Disney Interactive reported its annual results for the fiscal year ending October 2 this week, with losses down 21% to $234 million. Revenue for the fiscal year was up 7% to $761 million. Disney credits the rise in revenue to increase subscription revenue from its Club Penguin virtual world and brisk sales of video games based on Toy Story 3. Cost reduction also played a part in the improved results. The company shifted away from retail titles packaged with accessories in fiscal 2009 toward a focus on catalog titles in fiscal 2010.
Disney’s $763.2 million purchase of social game developer Playdom was partially included in fourth quarter results for fiscal 2010. Despite the purchase of Playdom, Disney Interactive posted only a $104 million loss in the fourth quarter, which is down 9% from Q4 2009. Revenues for Q4 2010 were $188 million, up 20% from Q4 2009. In August, Disney said that it received a record high of 36 million visitors to its Disney.com portal. Disney attributes this to the success of Club Penguin, Toontown Online, and its mobile gaming apps.
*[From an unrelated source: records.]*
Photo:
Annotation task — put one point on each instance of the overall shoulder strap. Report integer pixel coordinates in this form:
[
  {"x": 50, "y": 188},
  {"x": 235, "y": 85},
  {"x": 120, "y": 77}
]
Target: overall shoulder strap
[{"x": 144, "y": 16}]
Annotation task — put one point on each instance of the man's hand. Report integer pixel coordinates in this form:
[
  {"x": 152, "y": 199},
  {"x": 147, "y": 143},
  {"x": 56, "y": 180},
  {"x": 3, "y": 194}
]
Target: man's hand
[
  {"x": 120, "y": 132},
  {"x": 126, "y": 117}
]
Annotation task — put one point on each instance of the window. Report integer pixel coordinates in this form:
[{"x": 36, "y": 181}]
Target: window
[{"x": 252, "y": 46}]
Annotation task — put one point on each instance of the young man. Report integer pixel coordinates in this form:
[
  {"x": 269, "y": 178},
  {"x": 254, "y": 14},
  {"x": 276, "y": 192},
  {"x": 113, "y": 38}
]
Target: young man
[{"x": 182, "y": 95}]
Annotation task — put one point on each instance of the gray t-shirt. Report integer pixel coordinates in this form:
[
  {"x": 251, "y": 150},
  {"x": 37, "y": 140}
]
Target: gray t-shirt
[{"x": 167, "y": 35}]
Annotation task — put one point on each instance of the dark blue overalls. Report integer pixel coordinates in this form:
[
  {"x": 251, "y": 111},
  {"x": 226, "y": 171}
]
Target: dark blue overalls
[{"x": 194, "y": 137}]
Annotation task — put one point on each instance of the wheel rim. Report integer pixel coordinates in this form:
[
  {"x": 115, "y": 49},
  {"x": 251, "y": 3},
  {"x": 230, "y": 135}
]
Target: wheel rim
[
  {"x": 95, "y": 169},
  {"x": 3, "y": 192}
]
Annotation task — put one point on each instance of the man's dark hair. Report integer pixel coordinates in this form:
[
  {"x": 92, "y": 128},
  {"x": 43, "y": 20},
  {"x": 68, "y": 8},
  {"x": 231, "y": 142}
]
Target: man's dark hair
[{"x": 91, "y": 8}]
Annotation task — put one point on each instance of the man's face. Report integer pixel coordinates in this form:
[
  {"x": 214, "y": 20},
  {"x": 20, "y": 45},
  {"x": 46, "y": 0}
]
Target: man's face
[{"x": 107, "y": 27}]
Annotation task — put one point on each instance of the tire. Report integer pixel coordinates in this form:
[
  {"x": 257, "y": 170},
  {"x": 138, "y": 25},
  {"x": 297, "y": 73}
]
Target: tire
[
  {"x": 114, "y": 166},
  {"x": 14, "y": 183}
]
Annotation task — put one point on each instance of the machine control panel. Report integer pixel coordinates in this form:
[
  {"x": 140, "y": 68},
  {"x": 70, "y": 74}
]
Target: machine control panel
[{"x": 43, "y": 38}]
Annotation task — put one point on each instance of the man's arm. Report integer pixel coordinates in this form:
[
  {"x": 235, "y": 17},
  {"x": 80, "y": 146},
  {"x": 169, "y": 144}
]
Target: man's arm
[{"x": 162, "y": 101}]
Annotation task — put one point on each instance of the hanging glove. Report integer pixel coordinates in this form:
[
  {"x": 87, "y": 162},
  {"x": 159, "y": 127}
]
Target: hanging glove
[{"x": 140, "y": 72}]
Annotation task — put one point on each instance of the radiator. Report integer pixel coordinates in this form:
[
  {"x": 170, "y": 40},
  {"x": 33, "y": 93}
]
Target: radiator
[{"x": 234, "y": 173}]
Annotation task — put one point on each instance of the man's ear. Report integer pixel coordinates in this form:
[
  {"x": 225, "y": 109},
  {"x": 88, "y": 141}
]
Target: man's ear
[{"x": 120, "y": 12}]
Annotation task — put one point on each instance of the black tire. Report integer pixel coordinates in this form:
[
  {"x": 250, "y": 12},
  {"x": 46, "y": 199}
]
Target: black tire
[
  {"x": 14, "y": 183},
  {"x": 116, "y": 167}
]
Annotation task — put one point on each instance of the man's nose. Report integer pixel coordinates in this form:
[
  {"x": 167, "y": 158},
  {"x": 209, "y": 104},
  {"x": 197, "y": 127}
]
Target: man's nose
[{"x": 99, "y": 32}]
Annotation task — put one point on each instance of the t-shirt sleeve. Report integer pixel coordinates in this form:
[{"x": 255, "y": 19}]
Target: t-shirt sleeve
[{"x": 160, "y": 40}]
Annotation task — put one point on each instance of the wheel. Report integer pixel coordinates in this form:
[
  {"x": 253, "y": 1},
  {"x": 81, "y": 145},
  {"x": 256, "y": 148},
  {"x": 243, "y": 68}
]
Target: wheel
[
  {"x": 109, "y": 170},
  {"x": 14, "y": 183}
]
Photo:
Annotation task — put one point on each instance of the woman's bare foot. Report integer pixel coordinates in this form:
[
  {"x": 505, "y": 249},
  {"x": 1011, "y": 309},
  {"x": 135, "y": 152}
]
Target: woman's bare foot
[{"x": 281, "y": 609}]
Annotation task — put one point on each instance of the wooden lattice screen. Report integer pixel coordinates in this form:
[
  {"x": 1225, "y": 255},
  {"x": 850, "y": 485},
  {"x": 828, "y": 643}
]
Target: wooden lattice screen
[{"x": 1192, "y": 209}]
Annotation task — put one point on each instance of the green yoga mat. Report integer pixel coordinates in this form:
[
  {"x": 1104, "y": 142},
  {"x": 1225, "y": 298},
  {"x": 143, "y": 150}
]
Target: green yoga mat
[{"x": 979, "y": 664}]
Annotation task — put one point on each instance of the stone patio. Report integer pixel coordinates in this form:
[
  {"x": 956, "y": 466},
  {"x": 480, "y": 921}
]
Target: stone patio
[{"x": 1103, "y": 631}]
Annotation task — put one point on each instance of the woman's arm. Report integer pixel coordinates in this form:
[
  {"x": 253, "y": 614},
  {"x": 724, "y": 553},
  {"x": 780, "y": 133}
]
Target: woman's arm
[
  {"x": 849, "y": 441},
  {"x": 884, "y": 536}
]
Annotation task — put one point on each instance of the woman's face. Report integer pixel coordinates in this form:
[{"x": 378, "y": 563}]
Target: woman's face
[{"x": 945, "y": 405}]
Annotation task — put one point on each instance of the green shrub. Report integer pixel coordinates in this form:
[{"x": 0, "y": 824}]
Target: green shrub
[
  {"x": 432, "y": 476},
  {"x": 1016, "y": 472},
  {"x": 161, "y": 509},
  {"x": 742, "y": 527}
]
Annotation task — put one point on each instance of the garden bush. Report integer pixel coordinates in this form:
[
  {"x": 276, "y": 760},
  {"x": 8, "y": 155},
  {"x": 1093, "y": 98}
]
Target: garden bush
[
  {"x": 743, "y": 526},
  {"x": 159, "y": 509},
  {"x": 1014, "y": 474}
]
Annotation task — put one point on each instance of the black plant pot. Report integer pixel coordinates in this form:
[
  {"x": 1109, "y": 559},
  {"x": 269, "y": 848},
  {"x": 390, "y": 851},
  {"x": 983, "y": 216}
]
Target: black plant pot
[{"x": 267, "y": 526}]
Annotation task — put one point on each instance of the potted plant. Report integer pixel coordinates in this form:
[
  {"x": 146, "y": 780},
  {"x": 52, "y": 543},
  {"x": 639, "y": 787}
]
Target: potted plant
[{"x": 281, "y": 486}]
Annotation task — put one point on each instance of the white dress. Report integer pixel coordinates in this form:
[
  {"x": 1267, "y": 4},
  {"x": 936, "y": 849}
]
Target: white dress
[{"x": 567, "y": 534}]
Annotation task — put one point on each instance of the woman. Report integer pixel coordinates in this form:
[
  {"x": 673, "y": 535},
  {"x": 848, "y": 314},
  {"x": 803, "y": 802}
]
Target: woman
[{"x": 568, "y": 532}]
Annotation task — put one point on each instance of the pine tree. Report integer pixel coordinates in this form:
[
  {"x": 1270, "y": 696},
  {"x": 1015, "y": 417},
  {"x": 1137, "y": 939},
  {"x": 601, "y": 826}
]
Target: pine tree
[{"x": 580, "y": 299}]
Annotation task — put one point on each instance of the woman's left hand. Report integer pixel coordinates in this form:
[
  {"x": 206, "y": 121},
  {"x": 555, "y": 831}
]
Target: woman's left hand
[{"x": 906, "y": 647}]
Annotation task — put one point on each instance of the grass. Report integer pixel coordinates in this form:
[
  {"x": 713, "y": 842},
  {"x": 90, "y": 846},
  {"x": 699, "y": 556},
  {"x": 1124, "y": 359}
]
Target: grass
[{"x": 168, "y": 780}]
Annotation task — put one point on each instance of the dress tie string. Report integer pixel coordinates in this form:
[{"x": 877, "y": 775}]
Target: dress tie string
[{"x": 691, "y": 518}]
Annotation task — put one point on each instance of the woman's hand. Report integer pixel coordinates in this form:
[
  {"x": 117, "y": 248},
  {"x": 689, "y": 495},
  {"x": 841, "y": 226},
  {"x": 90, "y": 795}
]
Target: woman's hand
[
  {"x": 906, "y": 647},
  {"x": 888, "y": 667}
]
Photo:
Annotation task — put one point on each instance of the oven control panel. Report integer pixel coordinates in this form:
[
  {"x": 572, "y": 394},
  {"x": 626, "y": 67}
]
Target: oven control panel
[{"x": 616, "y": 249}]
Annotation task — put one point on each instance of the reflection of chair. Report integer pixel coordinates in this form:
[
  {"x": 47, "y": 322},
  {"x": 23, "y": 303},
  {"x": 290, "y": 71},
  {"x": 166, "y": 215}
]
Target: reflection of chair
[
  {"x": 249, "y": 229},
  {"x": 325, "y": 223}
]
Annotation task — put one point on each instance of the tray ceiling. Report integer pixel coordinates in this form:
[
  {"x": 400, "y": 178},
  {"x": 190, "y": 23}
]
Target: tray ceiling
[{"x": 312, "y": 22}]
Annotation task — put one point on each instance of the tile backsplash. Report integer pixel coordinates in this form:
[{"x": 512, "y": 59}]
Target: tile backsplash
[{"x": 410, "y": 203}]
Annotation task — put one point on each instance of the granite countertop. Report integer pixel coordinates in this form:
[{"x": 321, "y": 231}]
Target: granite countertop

Disney as a whole saw revenue up 5% to $38 billion for the fiscal year. Net income for the fiscal year was up 20% to $4 billion. Going forward, Disney intends to invest less in console games and more in what CEO Bob Iger calls a “multiplatform” strategy that includes mobile apps and social games. Iger cites this repositioning as part of the rationale behind naming former Playdom CEO John Pleasants head of the games-oriented half of the Disney Interactive group.